De in dit vonnis genoemde bijlagen maken deel uit van dit vonnis.

11.Beslissing

De rechtbank:
verklaart bewezen, dat de verdachte het ten laste gelegde feit, zoals hiervoor omschreven, heeft begaan;
verklaart niet bewezen hetgeen aan de verdachte meer of anders ten laste is gelegd dan hiervoor bewezen is verklaard en spreekt de verdachte daarvan vrij;
stelt vast dat het bewezen verklaarde oplevert het hiervoor vermelde strafbare feit;
verklaart de verdachte strafbaar;
veroordeelt de verdachte tot een
gevangenisstraf voor de duur van 2 (twee) maanden;
bepaalt dat deze gevangenisstraf niet ten uitvoer zal worden gelegd, tenzij de rechter later anders mocht gelasten;
verbindt hieraan een
proeftijd,die wordt gesteld op
2 jaar;
tenuitvoerlegging kan worden gelast als de veroordeelde de algemene voorwaarde niet naleeft en ook als de veroordeelde gedurende de proeftijd de bijzondere voorwaarde niet naleeft of een voorwaarde die daaraan van rechtswege is verbonden;
stelt als algemene voorwaarde:
de veroordeelde zal zich vóór het einde van de proeftijd niet aan een strafbaar feit schuldig maken;
stelt als bijzondere voorwaarde:
1. de veroordeelde zal zich melden bij Reclassering Nederland, zolang en frequent als die reclasseringsinstelling noodzakelijk vindt;
verstaat dat van rechtswege de volgende voorwaarden zijn verbonden aan de hierboven genoemde bijzondere voorwaarde
- de veroordeelde zal ten behoeve van het vaststellen van zijn identiteit medewerking verlenen aan het nemen van één of meer vingerafdrukken of een identiteitsbewijs als bedoeld in artikel 1 van de Wet op de identificatieplicht ter inzage aanbieden;
- de veroordeelde zal medewerking verlenen aan reclasseringstoezicht, de medewerking aan huisbezoeken daaronder begrepen;
geeft aan genoemde reclasseringsinstelling opdracht toezicht te houden op de naleving van de voorwaarden en de veroordeelde ten behoeve daarvan te begeleiden;
veroordeelt de verdachte tot een
taakstraf voor de duur van 180 (honderdtachtig) uren,waarbij de Reclassering Nederland dient te bepalen uit welke werkzaamheden de taakstraf dient te bestaan;
beveelt dat de tijd die door de veroordeelde voor de tenuitvoerlegging van deze uitspraak in verzekering is doorgebracht, bij de uitvoering van de opgelegde taakstraf in mindering wordt gebracht volgens de maatstaf van twee uren per dag, zodat na deze aftrek
176 (honderdzesenzeventig) urente verrichten taakstraf resteert;
beveelt dat, voor het geval de veroordeelde de taakstraf niet naar behoren verricht, vervangende hechtenis zal worden toegepast voor de duur van
88 (achtentachtig) dagen;
beslist ten aanzien van de voorwerpen, geplaatst op de lijst van inbeslaggenomen en nog niet teruggegeven voorwerpen, als volgt:
- verklaart verbeurd als bijkomende straf voor het feit de Apple MacBook die op de aan dit vonnis gehechte beslaglijst is genummerd 1:
- gelast de teruggave aan verdachte van de Apple iPhone die op de aan dit vonnis gehechte beslaglijst is genummerd 2.

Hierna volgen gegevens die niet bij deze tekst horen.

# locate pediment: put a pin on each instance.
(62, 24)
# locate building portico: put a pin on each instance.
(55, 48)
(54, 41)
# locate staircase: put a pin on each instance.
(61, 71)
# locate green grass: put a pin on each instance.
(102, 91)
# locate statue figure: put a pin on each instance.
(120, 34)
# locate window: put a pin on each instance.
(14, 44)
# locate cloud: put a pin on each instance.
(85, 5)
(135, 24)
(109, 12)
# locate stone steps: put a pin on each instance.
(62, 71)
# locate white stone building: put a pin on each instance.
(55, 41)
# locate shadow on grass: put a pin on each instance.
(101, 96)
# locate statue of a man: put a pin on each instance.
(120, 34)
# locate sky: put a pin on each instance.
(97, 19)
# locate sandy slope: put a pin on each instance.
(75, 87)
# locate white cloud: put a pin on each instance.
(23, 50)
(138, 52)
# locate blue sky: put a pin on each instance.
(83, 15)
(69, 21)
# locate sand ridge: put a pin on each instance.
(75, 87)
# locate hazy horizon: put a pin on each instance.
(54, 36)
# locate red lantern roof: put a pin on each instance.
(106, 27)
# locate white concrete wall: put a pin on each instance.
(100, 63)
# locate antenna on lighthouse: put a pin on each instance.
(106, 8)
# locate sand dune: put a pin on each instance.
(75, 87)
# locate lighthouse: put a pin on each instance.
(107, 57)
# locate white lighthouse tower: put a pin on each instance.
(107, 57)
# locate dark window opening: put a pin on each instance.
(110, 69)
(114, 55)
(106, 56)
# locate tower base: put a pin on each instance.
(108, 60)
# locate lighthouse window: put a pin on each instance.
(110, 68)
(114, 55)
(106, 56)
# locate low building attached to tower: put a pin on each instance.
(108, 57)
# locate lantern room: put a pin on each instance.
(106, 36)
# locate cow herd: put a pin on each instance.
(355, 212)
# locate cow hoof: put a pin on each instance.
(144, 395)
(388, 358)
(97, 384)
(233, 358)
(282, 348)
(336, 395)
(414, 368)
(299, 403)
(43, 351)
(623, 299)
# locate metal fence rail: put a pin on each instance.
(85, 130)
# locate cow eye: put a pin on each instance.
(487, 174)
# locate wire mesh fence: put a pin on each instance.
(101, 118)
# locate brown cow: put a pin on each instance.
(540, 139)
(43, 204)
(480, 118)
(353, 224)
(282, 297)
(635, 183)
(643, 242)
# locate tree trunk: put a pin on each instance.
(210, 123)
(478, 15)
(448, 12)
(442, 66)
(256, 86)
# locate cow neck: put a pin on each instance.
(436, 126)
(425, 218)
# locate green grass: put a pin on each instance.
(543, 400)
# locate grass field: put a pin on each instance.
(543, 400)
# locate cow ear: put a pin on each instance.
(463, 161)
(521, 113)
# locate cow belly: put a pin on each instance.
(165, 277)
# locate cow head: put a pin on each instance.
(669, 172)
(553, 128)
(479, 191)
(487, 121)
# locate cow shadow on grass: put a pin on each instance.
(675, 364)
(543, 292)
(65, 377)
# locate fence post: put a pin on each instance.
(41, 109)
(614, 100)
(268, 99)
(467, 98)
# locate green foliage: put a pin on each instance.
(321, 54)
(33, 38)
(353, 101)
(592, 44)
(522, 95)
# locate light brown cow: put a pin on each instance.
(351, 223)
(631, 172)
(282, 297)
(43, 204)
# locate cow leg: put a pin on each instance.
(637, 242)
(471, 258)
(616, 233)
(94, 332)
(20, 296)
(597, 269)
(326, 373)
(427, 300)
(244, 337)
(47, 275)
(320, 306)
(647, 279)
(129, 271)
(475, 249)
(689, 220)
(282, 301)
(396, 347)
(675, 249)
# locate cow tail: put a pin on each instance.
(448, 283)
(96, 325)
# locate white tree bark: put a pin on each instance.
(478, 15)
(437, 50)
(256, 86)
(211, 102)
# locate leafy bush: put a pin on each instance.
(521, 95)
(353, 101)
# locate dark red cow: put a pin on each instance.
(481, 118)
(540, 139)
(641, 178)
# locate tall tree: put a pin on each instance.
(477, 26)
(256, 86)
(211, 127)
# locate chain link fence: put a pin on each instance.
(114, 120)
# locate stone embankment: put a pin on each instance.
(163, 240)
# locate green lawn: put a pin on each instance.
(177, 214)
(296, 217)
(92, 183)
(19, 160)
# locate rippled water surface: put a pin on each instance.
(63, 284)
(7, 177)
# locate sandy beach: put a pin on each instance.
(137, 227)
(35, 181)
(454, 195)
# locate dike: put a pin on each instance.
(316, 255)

Dit vonnis is gewezen door:
mr. G.M. Munnichs, voorzitter,
en mrs. W.H.J. Stemker Köster en F. Wegman, rechters,
in tegenwoordigheid van mr. J.G. Polke, griffier,
en uitgesproken op de openbare terechtzitting van deze rechtbank op de datum die in de kop van dit vonnis is vermeld.
Bijlage I
Tekst tenlastelegging
Aan de verdachte wordt ten laste gelegd dat
1.
hij op één of meerdere tijdstippen in of omstreeks de periode van 2 juli 2016 tot en met 5 mei 2018 te Rotterdam en/of Eindhoven,althans in Nederland, een of meerdere computerwachtwoord(en), toegangscode(s) en/of daarmee vergelijkba(a)r(e) gegeven(s), waardoor toegang kon worden gekregen tot een (deel van een) geautomatiseerd werk (namelijk de webserver en/of dat deel van het internet waarop Paypal wordt gehost),te weten één of meerdere Paypal accounts (van derden), althans (toegangs)gegevens van Paypal accounts en/of één of meer andere persoonsgegevens (van gebruiker(s) van Paypal), bestemd voor het verrichten of verkrijgen van betalingen of andere prestaties lang geautomatiseerde weg, heeft verkocht en/of verworven en/of verspreid en/of anderszins ter
beschikking heeft gesteld en/of voorhanden heeft gehad, met het oogmerk om daarmee een misdrijf als bedoeld in artikel 138ab, tweede of derde lid van het Wetboek van Strafrecht te plegen.